Mars and the Earth may have more in common than we thought. NASA just revealed photos of Mars taken by its Mars Reconnaissance Orbiter. The images look strikingly similar to planet Earth.
The MRO, which has sent thousands of vibrant images back to scientists, has documented everything from dust storms to mineral hills since its launch nearly 12 years ago. The landscapes are somewhat like red deserts or canyons. “Earth has more in common with Mars than you might think,” NASA wrote in a recent video uploaded to YouTube.
MRO is used to better understand materials, subsurface water, dust and weather on Mars, according to NASA’s website. It’s also great at supplying us with gorgeous photos of the red planet.
The robots may soon take one of the best jobs of them all: whiskey taste-testing.
Scientists recently designed a set of sensors, playfully called a “tongue,” that can analyze the chemical composition of whiskey and tell us about its age, country of origin and malt status.
The sensors are made of glowing solutions that change brightness when drops of whiskey are added to them.

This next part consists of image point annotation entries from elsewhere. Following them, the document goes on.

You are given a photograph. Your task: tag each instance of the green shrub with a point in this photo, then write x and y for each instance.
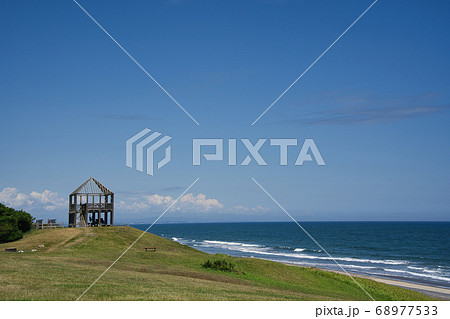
(13, 224)
(221, 265)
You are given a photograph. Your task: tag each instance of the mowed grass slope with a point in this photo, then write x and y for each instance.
(73, 258)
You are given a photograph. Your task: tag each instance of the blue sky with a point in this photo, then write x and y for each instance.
(377, 106)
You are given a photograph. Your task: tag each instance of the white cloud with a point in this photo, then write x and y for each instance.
(47, 200)
(187, 203)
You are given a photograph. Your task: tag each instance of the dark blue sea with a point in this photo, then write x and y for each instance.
(409, 251)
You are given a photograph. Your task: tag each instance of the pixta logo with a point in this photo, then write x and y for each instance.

The result ultimately indicates different properties of the liquor — which may be noticeable to a whiskey master, but without the chemical certainty.
Some studies suggest that not sleeping enough is just as damaging to our health as smoking, and that getting less than six hours could lead to medical issues and — even worse — shave years off your life span.
“People often say you can sleep when you’re dead, and I say that’s true, but you’ll be dead a lot sooner if you don’t sleep right now,” said Lisa Meltzer, a doctor and associate professor of pediatrics at National Jewish Health. “The science is quite clear that insufficient sleep leads to a significant impact on all aspects of functioning.” After all, research suggests that 24 hours without sleep is similar to being legally drunk.
The bad news: Fifty to seventy million Americans already suffer from sleep disorders. But the good news: We’re not necessarily damned if we don’t get a full eight hours.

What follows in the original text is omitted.